Children with developmental language impairment have vocabulary deficits characterized by limited breadth and depth

Int J Lang Commun Disord. 2013 May-Jun;48(3):307-19. doi: 10.1111/1460-6984.12008. Epub 2013 Feb 25.

Abstract

Background: Deficient vocabulary is a frequently reported symptom of developmental language impairment, but the nature of the deficit and its developmental course are not well documented.

Aims: To describe the nature of the deficit in terms of breadth and depth of vocabulary knowledge and to determine whether the nature and the extent of the deficit change over the school years.

Methods & procedures: A total of 25 681 oral definitions produced by 177 children with developmental language impairment (LI) and 325 grade-mates with normally developing language (ND) in grades 2, 4, 8 and 10 were taken from an existing longitudinal database. We analysed these for breadth by counting the number of words defined correctly and for depth by determining the amount of information in each correct definition. Via a linear mixed model, we determined whether breadth and depth varied with language diagnosis independent of non-verbal IQ, mothers' education level, race, gender, income and (for depth only) word.

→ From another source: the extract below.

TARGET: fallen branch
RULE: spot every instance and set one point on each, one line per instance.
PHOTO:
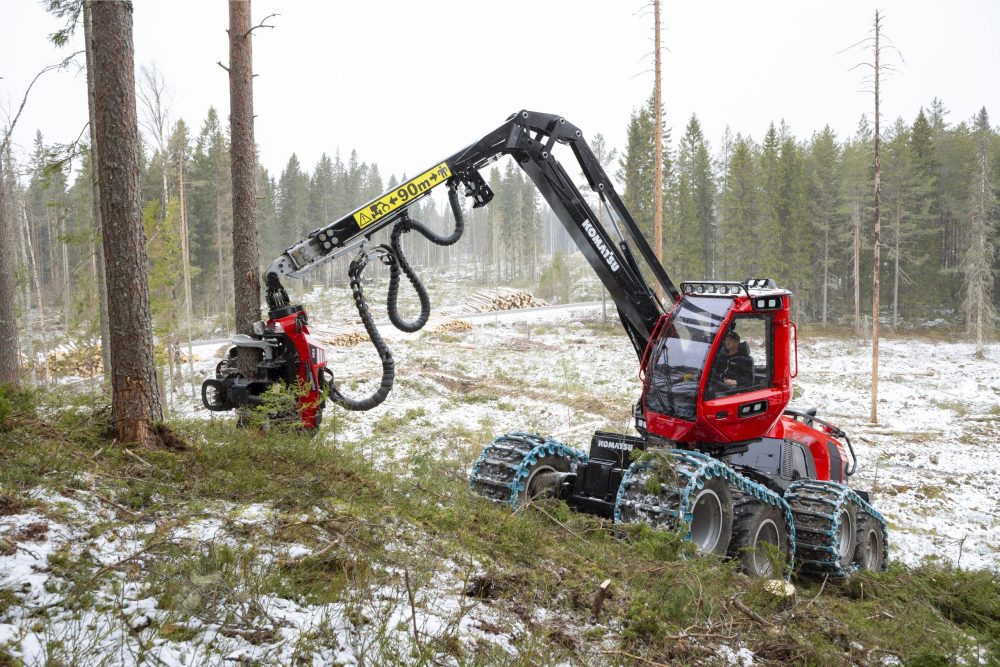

Outcomes & results: Children with LI scored significantly lower than children with ND on breadth and depth of vocabulary knowledge in all grades. The extent of the deficit did not vary significantly across grades. Language diagnosis was an independent predictor of breadth and depth and as strong a predictor as maternal education. For the LI group, growth in depth relative to breadth was slower than for the ND group.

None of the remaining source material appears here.